Zgodnie z Kodeksem postępowania karnego (art. 5 § 1 k.p.k.), oskarżonego uważa się za niewinnego, dopóki wina jego nie zostanie udowodniona i stwierdzona prawomocnym wyrokiem.

Zasada domniemania niewinności obowiązuje zarówno przed sądem pierwszej, jak i drugiej instancji. Do momentu uprawomocnienia się wyroku, Mariusz Kamiński powinien być uznawany za osobę niewinną, a w związku z tym nie można go było ułaskawić.

Prawomocność wyroku sądu jako przesłanka stosowania prawa łaski to brzegowy warunek, by art. 139 pozostał spójny z art. 10 Konstytucji. Według tego ostatniego przepisu:

Ustrój Rzeczypospolitej Polskiej opiera się na podziale i równowadze władzy ustawodawczej, władzy wykonawczej i władzy sądowniczej.
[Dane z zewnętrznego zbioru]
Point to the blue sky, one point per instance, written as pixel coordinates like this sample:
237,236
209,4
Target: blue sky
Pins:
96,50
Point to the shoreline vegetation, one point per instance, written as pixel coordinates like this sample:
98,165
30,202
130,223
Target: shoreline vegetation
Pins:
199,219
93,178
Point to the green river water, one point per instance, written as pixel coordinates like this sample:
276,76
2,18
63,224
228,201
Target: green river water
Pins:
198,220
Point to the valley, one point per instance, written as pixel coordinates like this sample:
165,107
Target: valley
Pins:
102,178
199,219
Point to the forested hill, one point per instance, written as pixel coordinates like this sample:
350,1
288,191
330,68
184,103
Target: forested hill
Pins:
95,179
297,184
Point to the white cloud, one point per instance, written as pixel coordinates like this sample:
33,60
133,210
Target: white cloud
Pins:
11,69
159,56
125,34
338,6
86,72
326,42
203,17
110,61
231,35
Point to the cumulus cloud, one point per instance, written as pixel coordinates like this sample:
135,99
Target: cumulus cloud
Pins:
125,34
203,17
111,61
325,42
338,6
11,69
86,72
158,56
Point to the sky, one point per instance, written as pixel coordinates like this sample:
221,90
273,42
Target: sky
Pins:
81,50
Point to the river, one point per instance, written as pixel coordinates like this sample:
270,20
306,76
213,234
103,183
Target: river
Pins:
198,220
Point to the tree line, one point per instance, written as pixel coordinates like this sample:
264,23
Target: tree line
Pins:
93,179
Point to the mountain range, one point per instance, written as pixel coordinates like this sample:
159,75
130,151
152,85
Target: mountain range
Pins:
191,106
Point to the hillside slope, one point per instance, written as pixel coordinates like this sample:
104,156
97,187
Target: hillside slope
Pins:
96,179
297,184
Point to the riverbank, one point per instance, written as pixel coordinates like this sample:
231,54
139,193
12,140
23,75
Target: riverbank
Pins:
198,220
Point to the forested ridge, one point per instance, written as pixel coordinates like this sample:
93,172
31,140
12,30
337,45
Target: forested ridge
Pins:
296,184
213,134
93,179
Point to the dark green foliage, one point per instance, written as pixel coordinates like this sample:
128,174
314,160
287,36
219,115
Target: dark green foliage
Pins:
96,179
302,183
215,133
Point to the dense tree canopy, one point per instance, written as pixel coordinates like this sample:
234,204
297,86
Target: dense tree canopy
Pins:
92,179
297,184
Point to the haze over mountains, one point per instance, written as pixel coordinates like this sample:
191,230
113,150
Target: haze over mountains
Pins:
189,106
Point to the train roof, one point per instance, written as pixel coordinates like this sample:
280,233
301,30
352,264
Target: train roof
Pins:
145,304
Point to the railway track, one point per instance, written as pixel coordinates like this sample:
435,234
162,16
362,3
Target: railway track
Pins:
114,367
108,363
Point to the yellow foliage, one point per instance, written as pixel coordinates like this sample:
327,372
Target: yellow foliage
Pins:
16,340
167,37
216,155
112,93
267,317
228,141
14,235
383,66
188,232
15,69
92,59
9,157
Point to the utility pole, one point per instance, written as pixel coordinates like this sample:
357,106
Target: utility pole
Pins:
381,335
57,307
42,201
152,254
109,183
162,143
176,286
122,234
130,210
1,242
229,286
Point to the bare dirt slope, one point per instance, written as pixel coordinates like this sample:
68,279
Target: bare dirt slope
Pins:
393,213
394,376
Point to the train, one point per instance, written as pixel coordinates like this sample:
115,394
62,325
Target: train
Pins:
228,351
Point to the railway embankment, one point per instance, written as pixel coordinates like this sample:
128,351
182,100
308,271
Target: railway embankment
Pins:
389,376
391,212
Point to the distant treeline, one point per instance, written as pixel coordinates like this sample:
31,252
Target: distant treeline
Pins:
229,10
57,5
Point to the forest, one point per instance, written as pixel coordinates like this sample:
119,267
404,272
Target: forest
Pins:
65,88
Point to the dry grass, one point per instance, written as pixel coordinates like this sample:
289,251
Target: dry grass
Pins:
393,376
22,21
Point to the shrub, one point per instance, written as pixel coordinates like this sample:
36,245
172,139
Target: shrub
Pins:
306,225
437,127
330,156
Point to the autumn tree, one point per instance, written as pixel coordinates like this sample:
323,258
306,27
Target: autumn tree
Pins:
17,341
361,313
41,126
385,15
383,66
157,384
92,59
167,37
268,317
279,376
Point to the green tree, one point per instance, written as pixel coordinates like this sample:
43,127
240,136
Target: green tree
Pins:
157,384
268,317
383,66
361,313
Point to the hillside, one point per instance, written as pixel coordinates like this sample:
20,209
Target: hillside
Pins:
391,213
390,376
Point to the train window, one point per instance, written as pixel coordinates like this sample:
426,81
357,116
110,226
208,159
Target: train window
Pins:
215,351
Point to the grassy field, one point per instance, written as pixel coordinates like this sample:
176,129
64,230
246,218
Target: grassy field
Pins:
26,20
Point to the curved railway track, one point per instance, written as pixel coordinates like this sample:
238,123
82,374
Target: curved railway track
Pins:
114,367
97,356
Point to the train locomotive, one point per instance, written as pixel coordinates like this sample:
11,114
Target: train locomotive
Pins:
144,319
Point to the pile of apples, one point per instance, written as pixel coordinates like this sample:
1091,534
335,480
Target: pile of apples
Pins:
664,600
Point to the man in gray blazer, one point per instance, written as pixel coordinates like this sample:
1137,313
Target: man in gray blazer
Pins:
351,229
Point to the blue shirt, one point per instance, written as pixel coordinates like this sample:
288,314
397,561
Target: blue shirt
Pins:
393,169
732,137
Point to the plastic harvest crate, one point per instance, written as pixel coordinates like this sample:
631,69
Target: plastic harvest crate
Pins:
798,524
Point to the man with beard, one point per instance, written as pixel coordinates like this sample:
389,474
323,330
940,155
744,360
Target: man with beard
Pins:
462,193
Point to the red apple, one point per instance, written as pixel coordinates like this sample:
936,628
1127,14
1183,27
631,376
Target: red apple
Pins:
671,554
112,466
Stosowanie prawa łaski względem osoby nie uznanej za winną prawomocnym wyrokiem sądu zakłóca równowagę władzy wykonawczej i władzy sądowniczej. Art. 139 Konstytucji nie upoważnia prezydenta do odbierania sądom powszechnym kompetencji do sprawowania wymiaru sprawiedliwości.

Prezydent może jedynie ułaskawiać (anulowanie konsekwencji winy, która została komuś ostatecznie przypisana), nie może natomiast zastępować postępowania instancyjnego przed sądem powszechnym.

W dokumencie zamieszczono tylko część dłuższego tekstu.